Bitcoin ETFs Face $105M Outflows Amid Institutional Moves

John NadaBy John Nada·Feb 18, 2026·4 min read
Bitcoin ETFs Face $105M Outflows Amid Institutional Moves

Bitcoin ETFs experienced significant outflows of $105 million, reflecting changing institutional interest and market dynamics that could impact future trading.

US spot Bitcoin exchange-traded funds (ETFs) posted $104.9 million in net outflows on Tuesday in the first trading session this week. Total trading volume in spot Bitcoin (BTC) ETFs fell to just over $3 billion, down nearly 80% from a record $14.7 billion observed on February 5, according to SoSoValue data. This downturn reflects a continued slowdown in trading activity, raising questions about investor sentiment and market stability.

The substantial outflows coincided with the release of institutional Bitcoin ETF holdings for the fourth quarter of 2025. Notably, Jane Street emerged as the second-largest buyer of BlackRock’s iShares Bitcoin ETF (IBIT), acquiring $276 million worth in this recent reporting period. This institutional interest, while significant, contrasts sharply with the outflows, indicating a complex and perhaps contradictory market environment.

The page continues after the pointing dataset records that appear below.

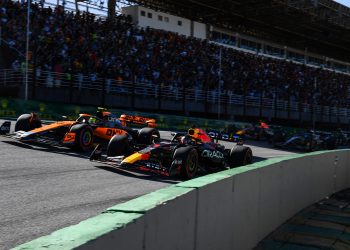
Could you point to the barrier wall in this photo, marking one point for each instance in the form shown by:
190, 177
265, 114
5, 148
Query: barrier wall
233, 209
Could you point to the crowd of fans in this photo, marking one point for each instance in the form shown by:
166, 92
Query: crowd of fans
80, 43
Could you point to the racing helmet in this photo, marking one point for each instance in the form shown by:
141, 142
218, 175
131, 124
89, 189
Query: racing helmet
187, 139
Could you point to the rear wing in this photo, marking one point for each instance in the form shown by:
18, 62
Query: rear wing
137, 120
5, 128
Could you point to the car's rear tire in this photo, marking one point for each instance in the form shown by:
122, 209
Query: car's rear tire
26, 122
240, 156
189, 161
84, 136
147, 136
118, 145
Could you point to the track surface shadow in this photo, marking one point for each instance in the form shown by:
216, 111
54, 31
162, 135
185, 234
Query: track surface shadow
140, 175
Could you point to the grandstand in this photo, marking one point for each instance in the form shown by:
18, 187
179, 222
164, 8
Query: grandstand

In addition to Jane Street, a new player, a little-known Hong Kong-based firm named Laurore, made headlines by purchasing $436.2 million of IBIT in a single SEC-reported transaction. Some analysts interpret Laurore's entry as a potential indicator of Chinese institutional capital flowing into Bitcoin. However, Laurore's lack of public visibility and information has raised eyebrows within the financial community. Jeff Park, an adviser at Bitwise Investments, pointed out that Laurore’s position could signal capital flight from China, although the rationale behind choosing an ETF over direct Bitcoin purchases remains unclear.

The presence of Laurore in the Bitcoin ETF market highlights the ongoing trend of institutional players exploring Bitcoin as a viable asset class. Park further commented on the firm's anonymity, noting that the only available information links it to a name that is the Chinese equivalent of “John Smith.” This anonymity raises questions about the motivations and strategies of such firms, particularly in a regulatory environment that is continually evolving.

In contrast to new buyers like Laurore and Jane Street, some firms drastically reduced their Bitcoin ETF exposure during the same quarter. Brevan Howard, a prominent investment firm, cut its IBIT holdings by a staggering 85%, dropping from 37 million shares valued at $2.4 billion in Q3 to just 5.5 million shares worth approximately $273.5 million in Q4. This significant reduction could indicate a strategic shift in Brevan Howard's approach to Bitcoin, possibly influenced by market conditions or internal investment strategies.

Similarly, Goldman Sachs trimmed its IBIT holdings by about 40%, leaving around $1 billion in assets. These contrasting actions from major financial institutions underscore a complex landscape for Bitcoin ETFs. While some institutions like Weiss Asset Management and Abu Dhabi's Mubadala Investment increased their IBIT positions, the significant reductions by major players such as Brevan Howard and Goldman Sachs illustrate shifting strategies within the market, highlighting a cautious approach among traditional financial players.

Weiss Asset Management reportedly added about 2.8 million shares, valued at $107.5 million, indicating a continued belief in the potential of Bitcoin as a strategic investment. Meanwhile, 59 North Capital increased its position by 2.6 million shares, amounting to $99.8 million. Notably, Mubadala Investment, a state-owned firm from Abu Dhabi, also boosted its IBIT holdings by 45%, rising from 8.7 million shares in Q3 to 12.7 million in Q4, valued at $630.7 million. This increase reflects a growing interest in Bitcoin among sovereign wealth funds, which may be indicative of a broader acceptance of cryptocurrency within institutional portfolios.

As market participants digest these developments, it becomes evident that the trajectory of Bitcoin ETFs will largely depend on broader economic factors and regulatory responses. The substantial outflows and changing institutional strategies reflect a critical moment for Bitcoin as it navigates a turbulent market environment. The divergence in institutional behavior, with some increasing their positions while others reduce their exposure, raises questions about the future dynamics of the Bitcoin market.

The decline in trading volumes and the outflows from Bitcoin ETFs signify a potential shift in investor sentiment, particularly among institutional investors who are often viewed as bellwethers for market trends. As these large players reassess their strategies, it is crucial to consider how external economic conditions, regulatory changes, and market volatility may influence their decisions moving forward. With institutional interest still present, albeit with caution, the future of Bitcoin ETFs remains uncertain yet pivotal for the broader financial landscape. The decisions made by these institutions could set the tone for the future of Bitcoin as an investment vehicle, impacting both retail and institutional investors alike.